Unless you are one of the people who thinks that Republicans are headed for a brokered convention (not out of the realm of possibilities), then we have to assume that at some point during the primaries, they’ll settle on a candidate. But I’ll take things one step farther than Ed Kilgore. The idea of “normalcy” eventually settling in to this campaign is a pipe dream.
By now, most of us have heard enough about the unhinged rantings of candidates like Trump and Carson. When it comes to Fiorina, a lot has been written about the lies she told in the last debate. Much less noted is the fact that she said she wouldn’t even talk to Vladimir Putin…not a very “Reaganesque” kind of thing to say, is it?
Sticking with the theme of foreign policy, you have Marco Rubio who actually said that the world “has never been more dangerous than it is today.” I’ll let Jonathan Chait take it from there:
To be sure, Rubio’s claim that the world “has never been more dangerous than it is today” is not just wrong but insanely wrong. How about when a massive communist empire threatened us with nuclear annihilation? Or when Nazi Germany and Imperial Japan launched a war of extermination? Or when the Mongols amassed the largest land conquest in human history and left behind smoking ruins and pyramids of skulls?

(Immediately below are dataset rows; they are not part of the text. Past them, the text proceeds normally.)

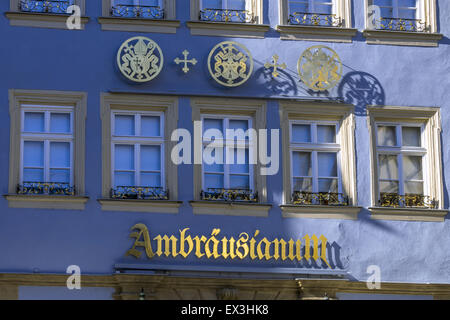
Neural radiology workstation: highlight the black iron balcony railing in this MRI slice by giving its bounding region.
[19,0,73,14]
[111,4,164,19]
[17,182,75,196]
[111,186,169,200]
[379,192,438,209]
[200,8,255,23]
[288,12,342,27]
[375,18,428,32]
[200,188,258,202]
[292,191,350,206]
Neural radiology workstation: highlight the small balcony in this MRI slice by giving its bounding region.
[17,182,75,196]
[291,191,350,206]
[111,186,169,200]
[288,12,342,27]
[199,8,255,23]
[111,5,164,20]
[200,188,258,202]
[19,0,73,14]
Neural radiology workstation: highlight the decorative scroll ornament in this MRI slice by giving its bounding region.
[297,46,342,91]
[174,50,197,73]
[264,54,287,78]
[208,41,253,87]
[117,37,164,82]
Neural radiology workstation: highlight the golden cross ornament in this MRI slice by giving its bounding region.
[174,49,197,73]
[264,54,287,78]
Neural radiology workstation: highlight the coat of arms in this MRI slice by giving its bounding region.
[208,41,253,87]
[297,46,342,91]
[117,37,164,82]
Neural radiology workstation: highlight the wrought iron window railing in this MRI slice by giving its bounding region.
[288,12,342,27]
[17,182,75,196]
[200,188,258,202]
[375,18,428,32]
[111,186,169,200]
[19,0,74,14]
[200,8,255,23]
[379,192,438,209]
[292,191,350,206]
[111,4,164,19]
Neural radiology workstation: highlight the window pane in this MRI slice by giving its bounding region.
[141,116,161,137]
[317,125,336,143]
[403,156,423,180]
[378,126,397,146]
[293,178,312,192]
[23,141,44,167]
[230,175,250,189]
[317,152,337,177]
[50,169,70,183]
[114,145,134,170]
[378,155,398,180]
[292,152,312,177]
[402,127,421,147]
[140,172,161,187]
[23,168,45,182]
[141,145,161,171]
[50,113,70,133]
[204,173,223,191]
[292,124,311,142]
[24,112,45,132]
[50,142,70,168]
[115,115,135,136]
[319,179,339,193]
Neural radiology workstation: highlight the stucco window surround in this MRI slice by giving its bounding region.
[98,93,182,214]
[280,102,361,220]
[363,0,443,47]
[186,0,270,39]
[5,89,88,210]
[5,0,89,31]
[190,98,272,217]
[367,106,448,221]
[276,0,357,43]
[98,0,180,33]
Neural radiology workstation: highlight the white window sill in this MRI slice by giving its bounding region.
[4,194,89,210]
[189,200,272,217]
[186,21,270,39]
[369,207,448,222]
[280,204,361,220]
[5,12,89,31]
[97,199,183,214]
[98,17,180,33]
[363,29,442,47]
[276,25,358,43]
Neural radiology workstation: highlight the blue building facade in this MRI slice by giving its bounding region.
[0,0,450,299]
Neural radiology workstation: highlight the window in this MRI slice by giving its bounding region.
[5,0,89,30]
[280,102,361,219]
[98,93,182,213]
[6,90,87,210]
[277,0,356,42]
[369,106,447,221]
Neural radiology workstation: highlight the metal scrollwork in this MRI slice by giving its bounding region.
[208,41,253,87]
[297,46,342,91]
[117,37,164,82]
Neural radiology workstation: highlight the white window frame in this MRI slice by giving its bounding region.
[111,110,166,190]
[289,120,343,194]
[19,105,74,186]
[201,113,257,192]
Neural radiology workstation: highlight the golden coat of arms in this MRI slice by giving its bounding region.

As Stephen Pinker has argued, the world has in fact grown comprehensively safer in nearly every respect. This is true whether safety is defined in humanitarian or geopolitical terms.
Ahhh…but how about that other “serious” candidate, Jeb Bush? Yes, the one who’s most recent faux pax (in a very long list so far) was to embrace a new campaign theme about how his brother “kept us safe.” Josh Marshall’s reaction to that one was: “Put a Fork in Him.”

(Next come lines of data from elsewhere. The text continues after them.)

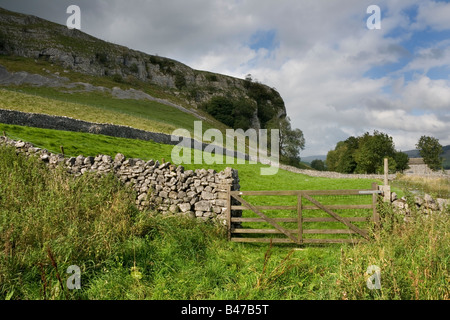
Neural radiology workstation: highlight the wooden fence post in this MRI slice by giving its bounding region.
[372,182,380,230]
[227,184,231,241]
[297,193,303,244]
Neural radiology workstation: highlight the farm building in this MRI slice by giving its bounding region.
[405,158,432,174]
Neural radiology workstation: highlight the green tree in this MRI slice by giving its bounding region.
[416,136,443,171]
[355,130,395,173]
[279,117,305,166]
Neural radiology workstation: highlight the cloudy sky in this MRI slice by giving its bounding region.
[0,0,450,156]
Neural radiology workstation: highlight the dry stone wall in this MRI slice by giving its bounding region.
[0,137,241,224]
[390,192,450,219]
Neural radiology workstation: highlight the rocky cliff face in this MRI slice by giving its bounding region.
[0,8,286,127]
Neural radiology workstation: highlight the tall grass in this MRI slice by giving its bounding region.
[0,147,138,299]
[0,141,450,300]
[333,200,450,300]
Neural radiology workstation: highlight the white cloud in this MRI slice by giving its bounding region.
[414,1,450,31]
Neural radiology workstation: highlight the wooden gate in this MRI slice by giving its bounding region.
[227,183,381,245]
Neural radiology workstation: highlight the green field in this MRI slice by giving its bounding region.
[0,52,450,300]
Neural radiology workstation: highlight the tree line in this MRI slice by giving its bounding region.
[322,130,443,174]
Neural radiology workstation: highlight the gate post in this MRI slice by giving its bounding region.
[227,184,231,241]
[372,182,380,230]
[297,193,303,245]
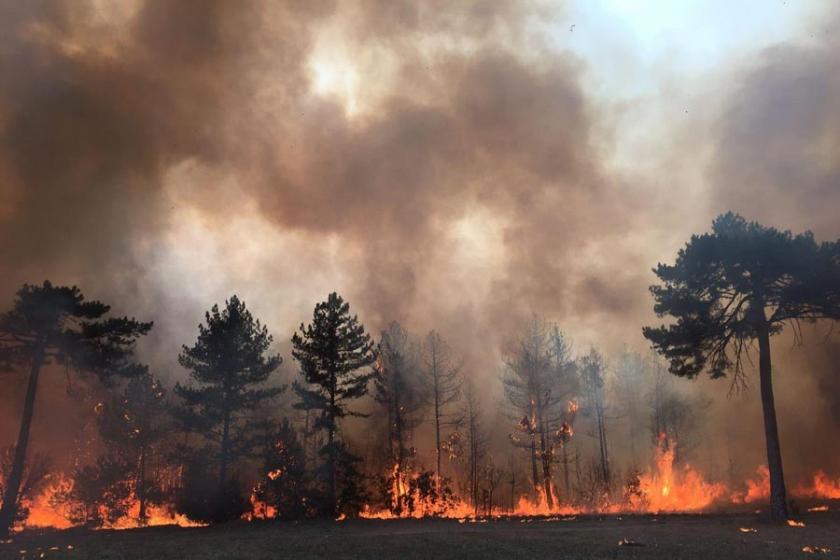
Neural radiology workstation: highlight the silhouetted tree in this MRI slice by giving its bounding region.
[580,348,611,488]
[50,454,133,527]
[643,213,840,518]
[0,445,51,523]
[461,381,487,517]
[98,373,171,525]
[373,322,425,515]
[615,348,646,467]
[0,282,152,538]
[423,331,461,479]
[502,316,574,508]
[175,296,285,521]
[256,418,311,519]
[292,293,376,517]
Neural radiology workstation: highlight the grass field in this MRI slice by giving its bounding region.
[0,511,840,560]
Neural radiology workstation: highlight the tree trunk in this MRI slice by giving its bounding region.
[327,375,338,518]
[434,374,440,491]
[219,411,230,492]
[0,341,44,539]
[531,434,540,494]
[540,428,554,510]
[563,438,572,502]
[758,322,788,519]
[137,445,147,525]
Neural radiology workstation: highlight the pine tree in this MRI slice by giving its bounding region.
[580,348,611,488]
[0,281,152,539]
[373,322,426,515]
[423,331,461,488]
[175,296,285,521]
[643,213,840,519]
[256,418,310,519]
[98,373,171,525]
[292,293,376,517]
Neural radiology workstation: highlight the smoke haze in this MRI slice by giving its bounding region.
[0,0,840,484]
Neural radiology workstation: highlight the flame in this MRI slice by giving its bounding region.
[629,434,727,513]
[796,471,840,500]
[4,438,840,533]
[732,465,770,504]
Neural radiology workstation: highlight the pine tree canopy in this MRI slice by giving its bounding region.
[644,213,840,380]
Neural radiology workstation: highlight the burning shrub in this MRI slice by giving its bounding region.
[382,469,459,517]
[50,455,132,527]
[175,463,251,523]
[254,418,314,519]
[0,446,50,524]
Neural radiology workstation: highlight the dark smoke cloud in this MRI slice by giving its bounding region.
[709,14,840,473]
[0,0,840,486]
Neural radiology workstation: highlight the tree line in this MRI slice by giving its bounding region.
[0,214,840,533]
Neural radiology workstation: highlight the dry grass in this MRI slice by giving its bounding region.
[0,511,840,560]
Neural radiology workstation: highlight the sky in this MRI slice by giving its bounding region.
[0,0,840,476]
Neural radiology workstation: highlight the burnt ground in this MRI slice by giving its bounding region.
[0,511,840,560]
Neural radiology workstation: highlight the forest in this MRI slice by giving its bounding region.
[0,213,840,532]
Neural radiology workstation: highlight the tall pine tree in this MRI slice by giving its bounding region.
[292,292,376,517]
[98,373,171,525]
[175,296,285,521]
[0,282,152,539]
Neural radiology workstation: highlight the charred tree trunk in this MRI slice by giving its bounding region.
[758,322,788,519]
[531,435,540,494]
[510,461,516,513]
[0,341,44,538]
[434,375,440,490]
[540,418,554,510]
[393,380,405,513]
[595,394,610,486]
[327,374,338,517]
[137,445,148,525]
[219,404,230,492]
[563,439,572,501]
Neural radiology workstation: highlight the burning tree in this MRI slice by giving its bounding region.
[423,331,461,486]
[580,348,611,488]
[461,381,487,517]
[292,293,376,517]
[175,296,285,522]
[502,316,574,509]
[0,282,152,538]
[615,348,647,467]
[255,418,311,519]
[373,322,426,515]
[98,373,171,525]
[643,213,840,518]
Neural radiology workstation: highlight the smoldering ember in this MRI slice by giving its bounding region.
[0,0,840,560]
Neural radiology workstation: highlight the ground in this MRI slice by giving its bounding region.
[0,511,840,560]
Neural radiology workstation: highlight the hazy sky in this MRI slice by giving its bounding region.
[0,0,840,416]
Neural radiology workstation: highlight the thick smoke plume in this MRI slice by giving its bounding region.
[0,0,840,486]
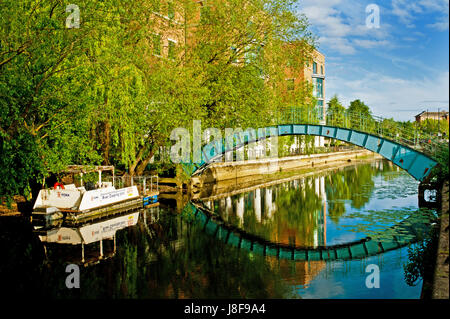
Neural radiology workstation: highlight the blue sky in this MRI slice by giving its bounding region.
[298,0,449,121]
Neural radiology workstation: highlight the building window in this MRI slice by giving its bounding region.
[316,100,324,121]
[167,1,175,19]
[167,40,176,60]
[313,78,323,99]
[153,34,161,55]
[152,0,161,13]
[200,3,210,23]
[286,79,295,91]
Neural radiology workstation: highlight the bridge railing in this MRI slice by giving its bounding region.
[276,106,439,157]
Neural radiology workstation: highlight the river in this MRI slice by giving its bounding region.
[0,160,436,299]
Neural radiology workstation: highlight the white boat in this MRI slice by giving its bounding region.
[36,211,140,266]
[32,165,142,224]
[33,183,142,221]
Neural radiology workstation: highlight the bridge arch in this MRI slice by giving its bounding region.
[183,124,437,181]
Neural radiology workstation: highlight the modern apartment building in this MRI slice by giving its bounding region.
[285,43,326,146]
[415,110,449,123]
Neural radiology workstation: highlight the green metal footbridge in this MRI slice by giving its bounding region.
[183,107,437,181]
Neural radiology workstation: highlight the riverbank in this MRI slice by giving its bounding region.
[432,181,449,299]
[191,149,382,193]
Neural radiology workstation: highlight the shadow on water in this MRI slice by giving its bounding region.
[0,160,438,298]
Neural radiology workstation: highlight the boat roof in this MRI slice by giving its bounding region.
[64,165,114,174]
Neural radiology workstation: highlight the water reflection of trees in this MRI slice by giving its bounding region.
[325,162,382,224]
[275,177,323,247]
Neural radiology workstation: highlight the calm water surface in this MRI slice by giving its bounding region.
[0,161,436,299]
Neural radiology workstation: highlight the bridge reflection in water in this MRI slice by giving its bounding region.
[182,161,433,285]
[202,176,327,247]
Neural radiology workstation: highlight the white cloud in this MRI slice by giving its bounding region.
[326,68,449,120]
[299,0,391,55]
[391,0,449,31]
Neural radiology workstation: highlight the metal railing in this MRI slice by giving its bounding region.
[276,106,439,157]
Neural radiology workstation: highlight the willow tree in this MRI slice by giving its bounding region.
[181,0,313,128]
[0,0,111,204]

It’s not simply that George W. Bush’s tenure is still quite unpopular with the country at large, though feelings have softened toward the man himself. It’s that quite obviously not being his own man makes Jeb look weak and silly, quite apart from being identified with policies that at least the general electorate remains broadly opposed to.
And when it comes to John Kasich – get back to me about him when he’s averaging more than 3-4% in the polls. I also don’t think that any candidate in the last debate was more incoherent than Kasich. So it’s not looking good for him right now.
Of course, a lot of this pinning for “normalcy” hinges on the mythology that in 2012 Republicans rejected the candidacies of people like Herman Cain and Rick Perry to settle on the “serious” one in that group…Mitt Romney. That completely ignores – as Steve Benen chronicled so assiduously – “Mitt’s Mendacity.” Or perhaps people are thinking about 2008 when they chose the “serious” John McCain – with his running mate Sarah Palin.
The fact is that Republicans on the national level rejected “normalcy” after the presidency of George W. Bush left us mired in two wars in the Middle East with mounting debt and the Great Recession. The three pillars of GOP orthodoxy – military interventionism, tax cuts and deregulation – had been demonstrated to be total failures.
At that point, they could have chosen to rethink their orthodoxy. Instead Republicans decided to fuel an insurgency against the Democratic President in order to mount a campaign of total obstruction. Since then, their presidential campaigns have become “post-policy” and are focused mostly on railing about the opposition in order to fear-monger. We’re not likely to see a return to normalcy until they come up with another option.